On October 22, 2005, the Sierra Negra Volcano on Isla Isabela in the Galapagos Islands began erupting, sending ash as high as 7,600 meters (25,000 feet). By October 30, when the Moderate Resolution Imaging Spectroradiometer (MODIS) on NASA’s Terra satellite captured this image, the ocean to the west of the volcano was veiled in thick white volcanic haze. The haze formed as sulfur dioxide—a volcanic gas—mixed with oxygen and water in the atmosphere.
Red dots over the volcano mark where MODIS detected a region that was significantly hotter than its surroundings. The dots may indicate lava flows, hot ash and rock flows, or fires ignited by the erupting volcano.
The Galapagos Islands are a collection of volcanic summits poking their heads above sea level along the equator, west of South America. With the exception of Isla Isabela, each major island consists of a single volcanic summit. Isla Isabela, the largest in the archipelago, is composed of six volcanoes that merged above the water. The volcanoes are all shield volcanoes shaped like flattened domes with very gentle slopes. In contrast to volcanoes built from a combination of lava, rock, and ash flows, shield volcanoes are built exclusively from lava flows. Hardened black lava characterizes the islands, and the Sierra Negra’s name translates as “Black Mountain Range.”

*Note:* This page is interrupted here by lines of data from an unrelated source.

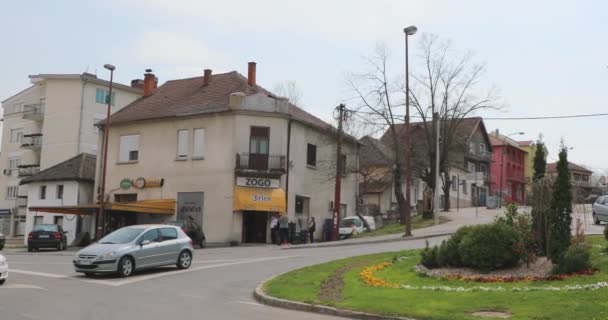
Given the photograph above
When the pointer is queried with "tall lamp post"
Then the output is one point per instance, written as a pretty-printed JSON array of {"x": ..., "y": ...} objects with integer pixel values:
[
  {"x": 106, "y": 131},
  {"x": 411, "y": 30},
  {"x": 502, "y": 162}
]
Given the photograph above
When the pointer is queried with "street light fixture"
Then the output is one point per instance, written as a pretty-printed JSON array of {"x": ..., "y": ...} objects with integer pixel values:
[
  {"x": 101, "y": 218},
  {"x": 411, "y": 30},
  {"x": 502, "y": 162}
]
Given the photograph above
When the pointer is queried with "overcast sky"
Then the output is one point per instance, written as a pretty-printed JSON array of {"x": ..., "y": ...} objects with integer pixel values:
[{"x": 547, "y": 57}]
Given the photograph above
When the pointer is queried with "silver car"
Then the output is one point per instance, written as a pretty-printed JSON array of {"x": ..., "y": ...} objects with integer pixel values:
[
  {"x": 600, "y": 210},
  {"x": 134, "y": 248}
]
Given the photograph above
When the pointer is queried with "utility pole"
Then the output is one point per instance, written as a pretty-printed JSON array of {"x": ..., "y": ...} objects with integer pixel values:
[
  {"x": 340, "y": 115},
  {"x": 437, "y": 158}
]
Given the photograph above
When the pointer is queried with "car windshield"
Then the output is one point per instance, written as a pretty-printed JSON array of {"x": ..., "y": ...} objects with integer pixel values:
[
  {"x": 349, "y": 223},
  {"x": 46, "y": 227},
  {"x": 124, "y": 235}
]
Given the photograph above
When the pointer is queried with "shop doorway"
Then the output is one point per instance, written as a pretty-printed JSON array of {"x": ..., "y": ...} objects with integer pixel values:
[{"x": 255, "y": 226}]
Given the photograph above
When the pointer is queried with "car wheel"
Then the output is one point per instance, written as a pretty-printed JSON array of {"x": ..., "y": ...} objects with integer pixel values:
[
  {"x": 125, "y": 266},
  {"x": 595, "y": 219},
  {"x": 185, "y": 260}
]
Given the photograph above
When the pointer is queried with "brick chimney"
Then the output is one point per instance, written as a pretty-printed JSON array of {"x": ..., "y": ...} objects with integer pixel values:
[
  {"x": 251, "y": 74},
  {"x": 207, "y": 77},
  {"x": 150, "y": 82}
]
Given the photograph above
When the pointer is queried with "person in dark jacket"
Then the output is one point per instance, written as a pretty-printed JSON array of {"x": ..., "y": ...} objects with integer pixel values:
[{"x": 312, "y": 227}]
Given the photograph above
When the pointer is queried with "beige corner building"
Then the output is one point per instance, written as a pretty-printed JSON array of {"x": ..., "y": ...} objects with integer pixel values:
[
  {"x": 45, "y": 124},
  {"x": 224, "y": 151}
]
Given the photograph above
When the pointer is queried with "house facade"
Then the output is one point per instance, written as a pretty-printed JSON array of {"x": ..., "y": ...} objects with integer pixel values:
[
  {"x": 508, "y": 169},
  {"x": 45, "y": 124},
  {"x": 579, "y": 176},
  {"x": 227, "y": 153}
]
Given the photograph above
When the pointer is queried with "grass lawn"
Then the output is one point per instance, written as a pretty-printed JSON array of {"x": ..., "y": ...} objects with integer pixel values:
[
  {"x": 417, "y": 223},
  {"x": 305, "y": 284}
]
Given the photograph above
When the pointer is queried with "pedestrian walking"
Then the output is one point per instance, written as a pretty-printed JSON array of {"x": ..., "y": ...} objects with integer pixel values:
[
  {"x": 283, "y": 228},
  {"x": 312, "y": 227},
  {"x": 274, "y": 229}
]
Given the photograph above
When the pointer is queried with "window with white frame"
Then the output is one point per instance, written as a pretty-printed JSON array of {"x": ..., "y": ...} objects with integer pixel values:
[
  {"x": 14, "y": 162},
  {"x": 16, "y": 134},
  {"x": 129, "y": 148},
  {"x": 198, "y": 151},
  {"x": 11, "y": 192},
  {"x": 183, "y": 138}
]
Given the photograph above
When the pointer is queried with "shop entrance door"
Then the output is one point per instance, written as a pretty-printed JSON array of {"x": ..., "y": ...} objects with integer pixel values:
[{"x": 255, "y": 226}]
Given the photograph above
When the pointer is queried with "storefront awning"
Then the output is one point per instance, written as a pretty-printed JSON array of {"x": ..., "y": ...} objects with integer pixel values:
[
  {"x": 160, "y": 206},
  {"x": 80, "y": 210},
  {"x": 259, "y": 199}
]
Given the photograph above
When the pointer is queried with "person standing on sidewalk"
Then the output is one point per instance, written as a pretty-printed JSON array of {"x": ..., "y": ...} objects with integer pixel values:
[
  {"x": 283, "y": 228},
  {"x": 312, "y": 227}
]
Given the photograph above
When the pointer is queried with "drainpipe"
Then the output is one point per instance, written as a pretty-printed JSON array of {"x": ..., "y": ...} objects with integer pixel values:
[
  {"x": 287, "y": 166},
  {"x": 84, "y": 83}
]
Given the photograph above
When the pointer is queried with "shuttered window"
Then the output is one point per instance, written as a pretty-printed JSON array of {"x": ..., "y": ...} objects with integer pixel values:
[
  {"x": 198, "y": 151},
  {"x": 182, "y": 144},
  {"x": 129, "y": 148}
]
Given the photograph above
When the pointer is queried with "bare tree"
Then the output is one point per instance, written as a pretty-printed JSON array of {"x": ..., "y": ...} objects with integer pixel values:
[
  {"x": 290, "y": 90},
  {"x": 450, "y": 86},
  {"x": 378, "y": 97}
]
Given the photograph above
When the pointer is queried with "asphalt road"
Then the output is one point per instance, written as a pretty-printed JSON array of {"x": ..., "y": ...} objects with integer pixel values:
[{"x": 219, "y": 285}]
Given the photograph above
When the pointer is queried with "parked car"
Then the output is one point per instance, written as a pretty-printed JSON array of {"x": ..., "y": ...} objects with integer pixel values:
[
  {"x": 47, "y": 236},
  {"x": 3, "y": 269},
  {"x": 600, "y": 210},
  {"x": 192, "y": 229},
  {"x": 350, "y": 226},
  {"x": 135, "y": 248}
]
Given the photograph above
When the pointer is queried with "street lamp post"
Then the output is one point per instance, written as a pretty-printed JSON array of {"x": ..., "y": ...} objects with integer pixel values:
[
  {"x": 502, "y": 163},
  {"x": 102, "y": 192},
  {"x": 411, "y": 30}
]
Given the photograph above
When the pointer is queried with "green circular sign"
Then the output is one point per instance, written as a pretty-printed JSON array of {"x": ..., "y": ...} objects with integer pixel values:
[{"x": 125, "y": 184}]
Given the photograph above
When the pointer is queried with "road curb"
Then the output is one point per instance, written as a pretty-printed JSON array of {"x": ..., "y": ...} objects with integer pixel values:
[
  {"x": 263, "y": 298},
  {"x": 343, "y": 244}
]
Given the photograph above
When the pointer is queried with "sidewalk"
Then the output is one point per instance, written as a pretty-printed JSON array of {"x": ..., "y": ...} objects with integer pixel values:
[{"x": 463, "y": 217}]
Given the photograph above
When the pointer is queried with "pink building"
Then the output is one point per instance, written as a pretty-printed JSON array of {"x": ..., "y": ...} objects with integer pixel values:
[{"x": 507, "y": 169}]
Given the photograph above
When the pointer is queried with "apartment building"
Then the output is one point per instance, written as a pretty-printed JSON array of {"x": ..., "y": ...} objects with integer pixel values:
[
  {"x": 508, "y": 169},
  {"x": 46, "y": 124},
  {"x": 223, "y": 151}
]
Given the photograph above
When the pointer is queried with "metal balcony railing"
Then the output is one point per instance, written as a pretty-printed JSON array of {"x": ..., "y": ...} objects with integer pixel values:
[
  {"x": 32, "y": 141},
  {"x": 260, "y": 162},
  {"x": 33, "y": 111},
  {"x": 28, "y": 170}
]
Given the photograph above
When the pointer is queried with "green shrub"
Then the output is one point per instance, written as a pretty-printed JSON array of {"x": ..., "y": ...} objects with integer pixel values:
[
  {"x": 490, "y": 247},
  {"x": 575, "y": 259},
  {"x": 448, "y": 254},
  {"x": 428, "y": 257}
]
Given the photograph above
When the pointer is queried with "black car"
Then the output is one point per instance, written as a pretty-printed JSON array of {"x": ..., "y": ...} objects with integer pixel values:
[
  {"x": 47, "y": 236},
  {"x": 192, "y": 229}
]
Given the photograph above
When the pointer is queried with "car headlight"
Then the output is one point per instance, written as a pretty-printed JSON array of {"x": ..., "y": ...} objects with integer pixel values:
[{"x": 107, "y": 256}]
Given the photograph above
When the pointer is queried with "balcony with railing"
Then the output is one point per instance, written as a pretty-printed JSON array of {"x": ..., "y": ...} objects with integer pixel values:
[
  {"x": 27, "y": 170},
  {"x": 32, "y": 141},
  {"x": 33, "y": 111},
  {"x": 260, "y": 163}
]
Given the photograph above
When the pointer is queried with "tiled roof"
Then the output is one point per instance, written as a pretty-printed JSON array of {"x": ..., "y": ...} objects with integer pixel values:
[
  {"x": 552, "y": 167},
  {"x": 185, "y": 97},
  {"x": 78, "y": 168},
  {"x": 374, "y": 153}
]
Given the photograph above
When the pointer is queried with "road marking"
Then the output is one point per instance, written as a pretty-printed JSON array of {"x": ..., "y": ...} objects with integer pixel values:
[
  {"x": 21, "y": 286},
  {"x": 40, "y": 274},
  {"x": 136, "y": 279},
  {"x": 250, "y": 303}
]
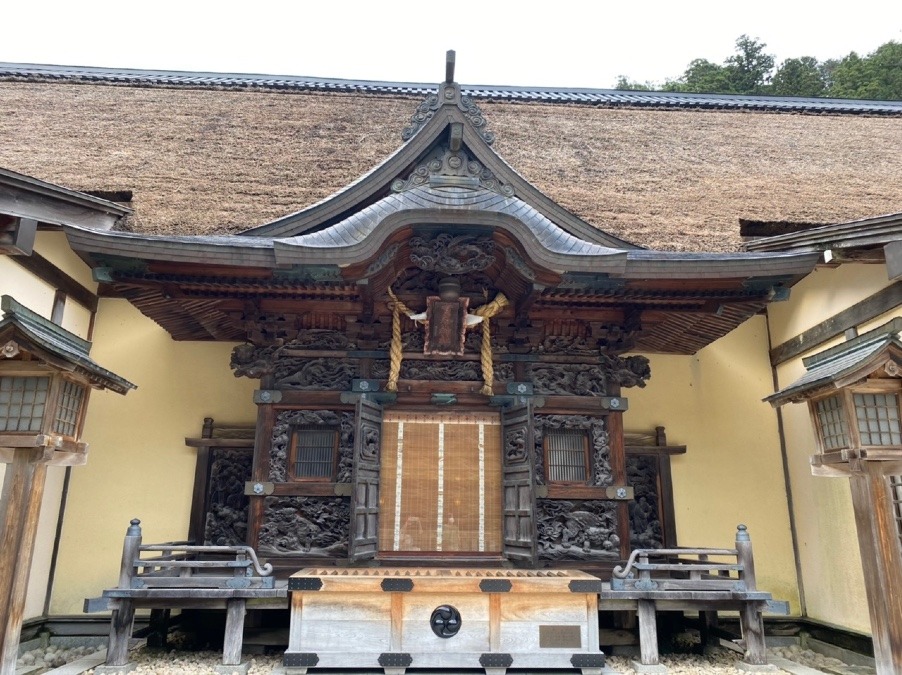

Geologically speaking, the islands are young, ranging in age from hundreds of thousands to several millions of years old. Some volcanoes are still forming, and the Galapagos remain one of the world’s most volcanically active regions. No land bridges have ever connected these volcanic summits to another landmass, and the nearest continent is several hundred miles away. Puzzling over the plants and animals that populated these islands helped the naturalist Charles Darwin develop his theory of natural selection.